Nessuno replicò e di colpo su di noi calò una sensazione di tenebra.
«Oltre a questo» riprese Isolde, guardando Brianna come se volesse attingere alla sua forza e al suo coraggio, «esiste un lungo elenco di accuse contro l’intera famiglia dei Lannon, non soltanto contro l’ex sovrano. La moglie Oona è responsabile di torture e di brutali percosse, così come il figlio, il principe Declan. Lo abbiamo compilato io e mio padre, proprio come avete fatto voi nei vostri territori, e sono sicura che continuerà ad allungarsi via via che le persone troveranno il coraggio di parlare. Non ci sono speranze di assoluzione per questa famiglia.»
«Mia regina, state forse dicendo» intervenne con cautela Jourdain, «che non è necessario sottoporre i Lannon a processo?»
«No, mio signore» replicò Isolde, «dovranno sicuramente affrontare l’umiliazione del processo perché giustizia deve essere fatta e per chiudere definitivamente l’epoca del terrore. Vogliamo distinguerci dai Lannon inaugurando un periodo di luce e di trasparenza.»
Nella sala scese il silenzio. Dopo un po’, Luc prese la parola. «In che senso “l’umiliazione del processo”?»
«Sarà il popolo a far sentire la propria voce durante il giudizio» spiegò la regina, pallida in viso. «E il popolo ha già deciso quale sarà il destino dei Lannon.»
Sapevo quello che stava per dire. Sapevo che cosa sarebbe successo, perché faceva parte della storia di Maevania: era il “lato oscuro della giustizia”, come recitava la tradizione popolare. Ne avevamo già parlato molti giorni prima, quando insieme a Jourdain, Luc e Brianna avevamo iniziato a pianificare la seconda parte della rivoluzione.
Ciò nonostante, fui scosso al pensiero di ciò che sarebbe successo.

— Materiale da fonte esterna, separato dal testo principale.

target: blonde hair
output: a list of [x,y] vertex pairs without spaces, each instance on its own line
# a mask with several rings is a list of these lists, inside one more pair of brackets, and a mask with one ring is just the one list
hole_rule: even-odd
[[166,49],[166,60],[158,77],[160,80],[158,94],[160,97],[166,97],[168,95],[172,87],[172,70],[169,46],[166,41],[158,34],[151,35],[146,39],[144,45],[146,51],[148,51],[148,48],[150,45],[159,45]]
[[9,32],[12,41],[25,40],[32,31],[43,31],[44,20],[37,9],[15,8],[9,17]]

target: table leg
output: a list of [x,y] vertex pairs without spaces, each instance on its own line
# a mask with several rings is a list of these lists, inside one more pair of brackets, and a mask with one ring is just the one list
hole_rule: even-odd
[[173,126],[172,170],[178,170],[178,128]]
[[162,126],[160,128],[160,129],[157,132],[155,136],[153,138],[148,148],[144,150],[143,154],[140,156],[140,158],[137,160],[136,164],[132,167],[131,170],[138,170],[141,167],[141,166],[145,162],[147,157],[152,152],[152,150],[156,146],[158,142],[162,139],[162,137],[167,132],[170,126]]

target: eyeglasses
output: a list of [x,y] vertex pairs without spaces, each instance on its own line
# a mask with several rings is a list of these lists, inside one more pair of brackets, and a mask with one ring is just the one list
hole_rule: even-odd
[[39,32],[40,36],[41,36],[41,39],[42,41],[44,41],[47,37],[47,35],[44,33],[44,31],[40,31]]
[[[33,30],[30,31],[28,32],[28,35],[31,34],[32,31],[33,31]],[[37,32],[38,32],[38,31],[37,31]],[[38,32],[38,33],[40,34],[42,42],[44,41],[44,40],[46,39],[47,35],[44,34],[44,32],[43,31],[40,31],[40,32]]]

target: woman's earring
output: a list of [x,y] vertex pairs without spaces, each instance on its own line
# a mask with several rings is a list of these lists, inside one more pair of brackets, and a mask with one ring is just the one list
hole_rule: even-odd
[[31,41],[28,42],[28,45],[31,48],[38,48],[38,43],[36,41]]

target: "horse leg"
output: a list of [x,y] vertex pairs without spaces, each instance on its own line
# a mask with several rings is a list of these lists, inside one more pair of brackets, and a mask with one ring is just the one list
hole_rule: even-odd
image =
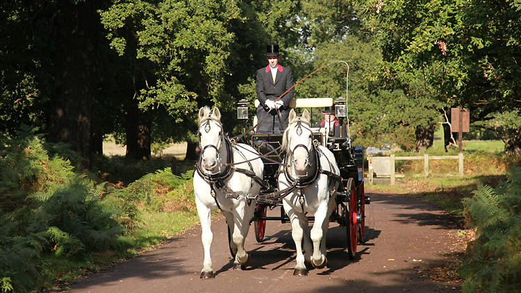
[[315,222],[311,228],[311,240],[313,242],[313,255],[311,262],[315,267],[319,269],[325,267],[327,263],[326,256],[320,251],[320,244],[324,236],[324,225],[327,221],[326,217],[327,217],[328,208],[327,202],[323,202],[318,206],[317,211],[315,212]]
[[[297,215],[293,208],[290,206],[289,204],[286,203],[284,201],[283,201],[284,206],[284,210],[286,210],[288,217],[290,218],[291,221],[291,236],[293,237],[295,242],[295,246],[297,249],[297,265],[293,271],[294,276],[306,276],[308,274],[308,270],[306,268],[304,264],[304,256],[302,253],[302,237],[304,235],[304,229],[301,226],[303,222],[300,219],[300,216]],[[307,226],[306,227],[307,228]]]
[[201,271],[201,278],[213,278],[213,269],[212,269],[212,259],[210,257],[210,246],[212,244],[213,234],[211,229],[211,214],[210,208],[201,203],[196,196],[195,203],[197,207],[197,214],[201,221],[201,240],[203,242],[204,249],[204,260],[203,261],[203,269]]
[[[230,230],[230,235],[233,235],[233,231],[235,229],[235,220],[233,219],[233,214],[226,210],[221,210],[221,212],[226,219],[226,224],[228,224],[228,228]],[[237,255],[237,245],[233,242],[233,238],[230,239],[230,243],[229,243],[230,249],[231,249],[232,256]]]
[[304,253],[304,264],[306,267],[311,267],[311,256],[313,254],[313,245],[311,244],[311,236],[309,234],[309,221],[307,217],[299,217],[300,226],[303,228]]
[[233,212],[235,228],[232,234],[232,240],[237,246],[233,269],[244,269],[244,265],[248,261],[249,256],[245,249],[245,240],[248,235],[249,219],[254,215],[254,208],[247,206],[245,203],[242,203]]
[[[324,224],[322,224],[322,240],[320,242],[320,253],[324,256],[327,256],[326,240],[327,238],[327,230],[329,228],[329,216],[333,213],[333,210],[335,209],[335,206],[336,205],[336,201],[335,201],[334,197],[331,196],[330,199],[327,214],[324,219]],[[327,260],[327,258],[326,258],[326,260]]]

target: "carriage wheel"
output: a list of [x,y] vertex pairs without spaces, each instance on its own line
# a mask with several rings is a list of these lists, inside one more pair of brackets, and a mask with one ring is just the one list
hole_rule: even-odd
[[350,192],[348,203],[348,210],[345,214],[345,230],[346,230],[346,240],[347,241],[347,252],[349,255],[349,258],[354,259],[356,255],[356,236],[358,231],[358,225],[356,224],[356,211],[357,211],[357,203],[356,203],[356,186],[354,185],[354,181],[352,178],[350,178],[347,181],[347,188]]
[[230,249],[230,253],[231,254],[231,258],[235,258],[235,253],[233,252],[233,249],[231,249],[231,233],[230,233],[230,226],[228,226],[228,222],[226,222],[226,227],[228,228],[228,248]]
[[[255,210],[256,211],[262,210],[260,212],[260,216],[263,217],[266,217],[266,210],[267,209],[265,206],[257,205]],[[254,226],[255,226],[255,239],[257,240],[257,242],[262,242],[264,240],[264,233],[266,231],[266,220],[256,220],[254,223]]]
[[365,242],[365,190],[363,187],[363,181],[358,187],[360,190],[360,208],[358,210],[358,243],[363,244]]

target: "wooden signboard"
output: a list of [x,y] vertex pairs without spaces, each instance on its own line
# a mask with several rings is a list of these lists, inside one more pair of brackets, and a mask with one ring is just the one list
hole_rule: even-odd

Lo sguardo di Isolde si illuminò di una fiamma oscura: era la pietà che incontrava la giustizia, venticinque anni di esilio, di terrore, di madri e di sorelle assassinate, di casati distrutti, di gente oppressa, di vite stroncate che non sarebbero più tornate.
Eppure anche le certezze più salde possono incrinarsi, quando il nemico non è più soltanto un nome, ma diventa una faccia, una voce, un ragazzino con i capelli rossi.
Isolde mi guardò negli occhi come se riuscisse a percepire il mio conflitto interiore, come se sapesse che mi sentivo lacerato fra il desiderio di raccontare la verità e quello di proteggere il ragazzino…
«L’intera famiglia dei Lannon dovrà essere giustiziata.»